3

I have been thinking about the No Free Lunch (NFL) theorems lately, and I have a question which probably every one who has ever thought of the NFL theorems has also had. I am asking this question here, because I have not found a good discussion of it anywhere else.

The NFL theorems are very interesting theoretical results which do not hold in most practical circumstances, because a key assumption of the NFL theorems is rather strong. This assumption is, roughly speaking, that the performance of an algorithm is averaged over all problem instances drawn from a uniform probability distribution. In realistic applications the problems an algorithm typically encounters are NOT drawn from a uniform distribution, and are instead drawn from what is likely a very interesting and complicated distribution specific to the general problem setting.

So, while the NFL theorems are quite interesting results, do they have any practical implications? Or are they merely theoretical results?

EDIT: By practical implications, I mean novel or improvements over existing algorithms, improved hyper-parameter selection, and things of that nature.
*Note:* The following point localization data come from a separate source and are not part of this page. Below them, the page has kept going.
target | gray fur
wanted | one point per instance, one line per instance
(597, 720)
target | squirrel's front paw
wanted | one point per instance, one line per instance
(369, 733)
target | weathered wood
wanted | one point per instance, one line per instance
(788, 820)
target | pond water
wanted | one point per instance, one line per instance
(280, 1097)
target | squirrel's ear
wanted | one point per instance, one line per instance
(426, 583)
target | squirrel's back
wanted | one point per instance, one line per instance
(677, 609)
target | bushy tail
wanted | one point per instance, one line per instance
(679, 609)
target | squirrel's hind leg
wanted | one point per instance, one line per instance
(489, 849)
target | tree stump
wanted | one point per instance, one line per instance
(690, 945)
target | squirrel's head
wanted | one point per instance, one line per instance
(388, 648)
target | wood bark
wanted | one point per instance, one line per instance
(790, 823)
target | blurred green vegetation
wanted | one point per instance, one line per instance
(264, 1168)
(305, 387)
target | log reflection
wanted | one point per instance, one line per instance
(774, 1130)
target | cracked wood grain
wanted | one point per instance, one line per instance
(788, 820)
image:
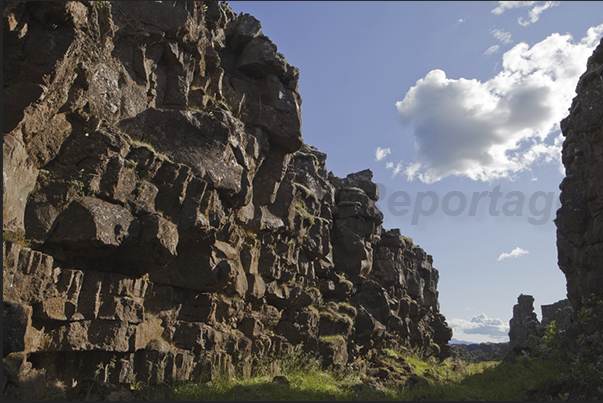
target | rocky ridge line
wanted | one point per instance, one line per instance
(162, 212)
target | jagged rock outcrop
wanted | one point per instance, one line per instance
(524, 328)
(580, 218)
(528, 334)
(162, 214)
I would even be interested to learn of NFL-inspired theorems that do apply to realistic search/optimization/learning problems.

1 Answers1

4

A practical implication is that there is no silver bullet: we shouldn't expect any single optimization method to be perfect for all problems. Rather, we should try to design optimization methods that are tailored to the problem we're trying to solve.

For instance, if you want to use local search, you'll probably need to define a neighborhood relation (a set of moves that makes "small" changes to the current solution) that is informed by the problem domain. See, e.g., https://cs.stackexchange.com/a/88016/755 for a recent example of this here on this site.

A practical implication is that machine learning won't work if there is no structure at all on the space of possible models/hypotheses. Instead, we need some kind of prior that makes some models more likely than others.

Often, we assume a prior that assume "simpler" models are more likely than complex one's (Occam's razor: all else being equal, the simpler explanation is more likely to be true). This leads to use of regularization in machine learning, as it effectively applies Occam's razor to candidate models. So, you can think of the NFL theorems as providing some kind of theoretical justification for regularization or theoretical understanding that helps us see what the role of regularization is and provides some partial explanation for the empirical observation that it seems to often be effective.

You could characterize these as "NFL theorems tell us some directions that won't work", which arguably has value as it helps us avoid wasting time on something that won't work and helps point us towards directions that are more likely to work.

D.W.
  • 167,959
  • 22
  • 232
  • 500